By the end of this initial iteration of development, we had built a fully in-house, privacy-first conversational assistant capable of operating in both voice and text modes — without relying on third-party conversational SDKs hence saving on cost while still getting the job done.

We achieved:

  • Low-latency RAG responses using efficient semantic retrieval and streaming outputs.
  • Human-like voice interaction powered by OpenAI Whisper for STT and Kokoro-TTS for fast, natural speech synthesis.
  • Graceful interruption handling through asyncio task cancellation and session-based lifecycle management.
  • Grounded responses using a structured knowledge base and retrieval-first design to minimize hallucinations.
  • Measurable quality improvements, with ~89% of responses rated Good or Excellent across 217 test queries that we generated from our knowledge base documents.

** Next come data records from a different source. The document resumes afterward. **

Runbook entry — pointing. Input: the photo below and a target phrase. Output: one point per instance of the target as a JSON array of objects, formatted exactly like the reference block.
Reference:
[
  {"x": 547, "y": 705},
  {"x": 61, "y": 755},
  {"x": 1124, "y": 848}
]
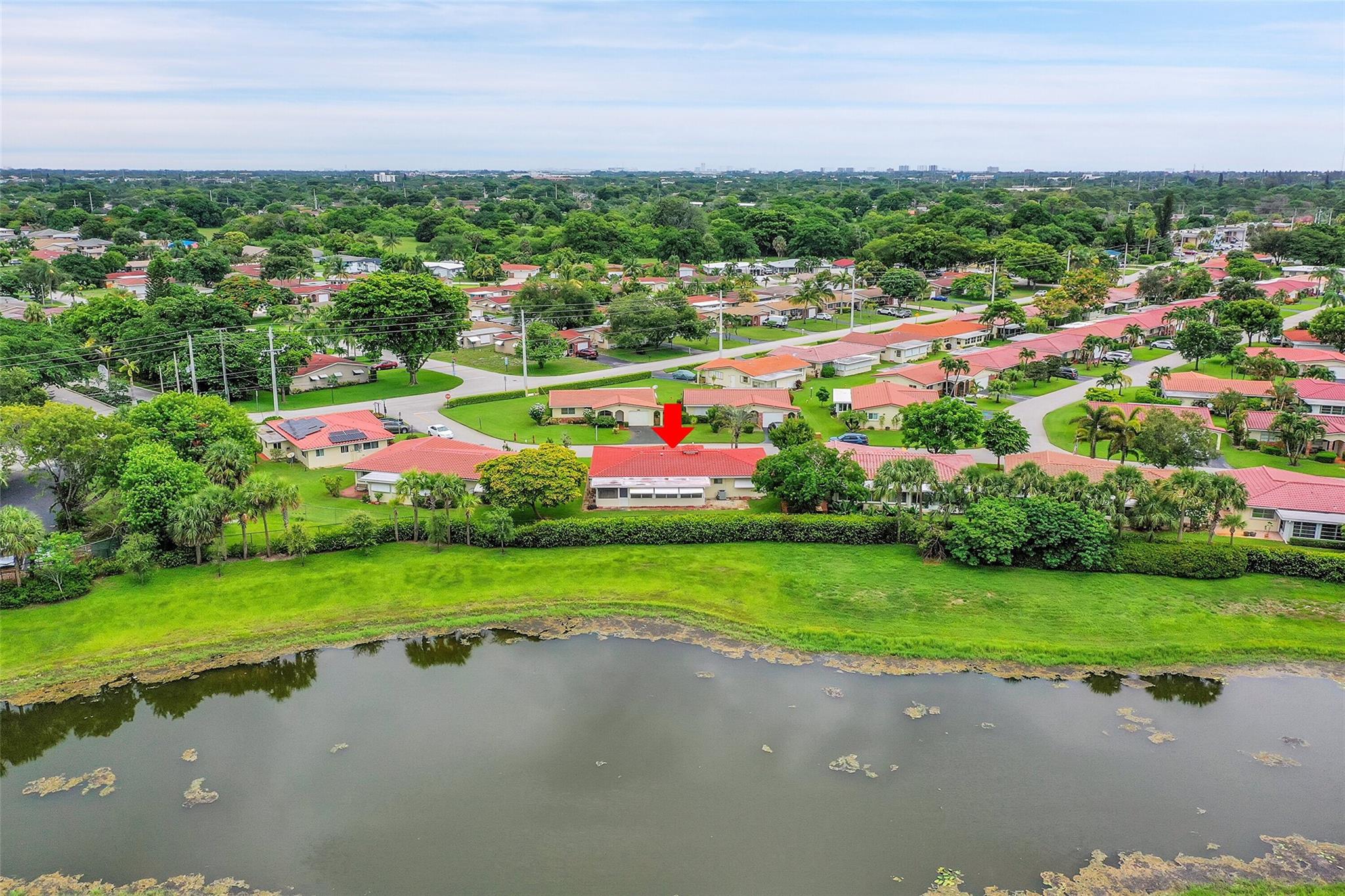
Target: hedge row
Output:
[
  {"x": 1189, "y": 561},
  {"x": 713, "y": 530}
]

Most importantly, we proved that a responsive, interruptible, and privacy-conscious voice assistant can be built in-house without sacrificing usability.

In future iterations we developed:

  • Chat history persistence: Not only do we store user history across sessions, we allowed the user to pick-up and continue past conversation threads.
  • GuardRails: By leveraging a completely parallel LLM call we were also able to compare the query and the fetched context to determine if the current query was answerable or not hence preventing haullicinations and jail-break attempts while adding zero overhead to the existing process.
  • User Context: By storing user onboarding events being emitted by our onboarding backend service, we were able to have a complete overview of where the user was in terms of onboarding journey, what issues he had faced (errors and such) and other metadata. This meant our Agent was highly user-context aware and was able to answer questions even better.

Being the sole developer of this project and creating everything from scratch, taught me a lot about the trade-offs between different Retrieval Strategies, LangGraph, RAGs and in general designing performant systems.